Musk, who is expected to take on a top advisory role in Donald Trump’s new administration, wrote on X on Tuesday that “these judges need to go.” He was referring to the Italian court’s latest ruling against right-wing Prime Minister Giorgia Meloni’s immigration deal with Albania.
In a subsequent post on Wednesday, Musk wrote: “This is unacceptable. Do the Italian people live in a democracy or does an unelected autocracy make the decisions?”
The tweets were about a court in Rome’s refusal to rule on a formal request to detain seven migrants who had been rescued at sea and taken to Albania for processing.
Monday’s ruling, which resulted in the men being taken to Italy for treatment, was the second legal setback for Meloni’s much-hyped plan to outsource the treatment of some male asylum seekers to Albania.
Mattarella did not mention Musk by name, but made it clear in an unusually irritated statement on Wednesday that he was talking about him. The Italian head of state demanded respect for Italian sovereignty, especially from other future officials.

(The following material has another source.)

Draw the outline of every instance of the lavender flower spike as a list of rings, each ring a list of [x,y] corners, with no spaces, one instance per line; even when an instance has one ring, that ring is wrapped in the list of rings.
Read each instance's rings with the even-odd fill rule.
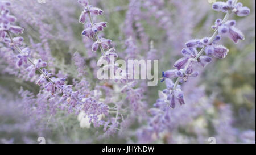
[[[171,82],[170,80],[166,81],[166,82],[169,83],[169,84],[167,84],[168,89],[171,87],[172,91],[176,92],[176,88],[179,83],[188,81],[189,77],[197,76],[199,72],[194,70],[195,64],[199,64],[204,68],[206,65],[212,61],[212,58],[210,56],[220,59],[224,58],[226,57],[229,49],[222,45],[217,44],[217,42],[221,39],[221,35],[230,37],[235,43],[237,43],[239,40],[245,39],[242,32],[234,27],[236,21],[234,20],[228,20],[232,13],[240,16],[246,16],[250,13],[249,9],[243,7],[242,3],[237,3],[237,0],[228,0],[226,2],[217,2],[213,4],[213,10],[226,13],[224,18],[216,19],[215,24],[212,26],[212,28],[214,30],[214,33],[212,37],[193,39],[185,44],[187,48],[181,50],[181,53],[184,57],[177,60],[174,65],[174,67],[176,68],[177,70],[170,70],[163,72],[163,78],[161,81],[163,81],[166,78],[178,77],[175,84],[171,87],[170,87],[171,84],[170,83]],[[201,49],[199,52],[197,52],[197,48]],[[208,56],[203,56],[204,52]],[[183,97],[181,94],[175,96],[175,93],[172,93],[171,95],[168,96],[168,99],[171,102],[171,107],[172,108],[175,107],[177,99],[179,99],[178,100],[182,103],[181,104],[183,104],[184,102],[181,99],[183,98]]]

“Italy is a great democratic country and knows how to take care of itself while respecting the constitution,” Mattarella said in a statement released by his spokesman.
“Everyone, especially if, as announced, he is about to assume an important role as a government in a friendly and allied country, must respect his sovereignty and cannot ascribe to himself the task of handing out regulations,” said the declaration.
Trump announced Tuesday that Musk, one of the most influential people around the president-elect, would help lead a Department of Government Efficiency, essentially an independent advisory panel to eliminate waste and fraud.
Musk is a supporter of Meloni and has met her a few times in Rome and in September accompanied her at an awards ceremony on the sidelines of the UN General Assembly. Photos of them together made so much news that Musk apparently felt the need to quell speculation, tweeting: “We are not dating.”
The court rulings have angered Meloni’s far-right government, which is seeking strategies to ease pressure on Italy due to the arrival of migrants seeking a better life in Europe. The government had seen the opening of the Albanian centers as a central part of its immigration policy, including as a deterrent, and said they could be a model for Europe.
In both cases, Italian courts have referred the cases to the EU Court of Justice in Luxembourg to decide whether the migrants’ countries of origin are considered safe countries for repatriation. There is no word on when the European Court will rule.
But as a result of the court rulings in Rome, not a single migrant has yet been processed in the Albanian centers, which will cost Italy 670 million euros ($730 million) over five years to build and operate.
Italy’s opposition says the money would be much better spent on strengthening Italian-operated migrant processing centers, while human rights groups say outsourcing asylum processing violates international law.
The centers opened in October after a months-long delay because crumbling ground in one center needed repairs. They are led by Italy and fall under Italian jurisdiction, while Albanian guards provide external security.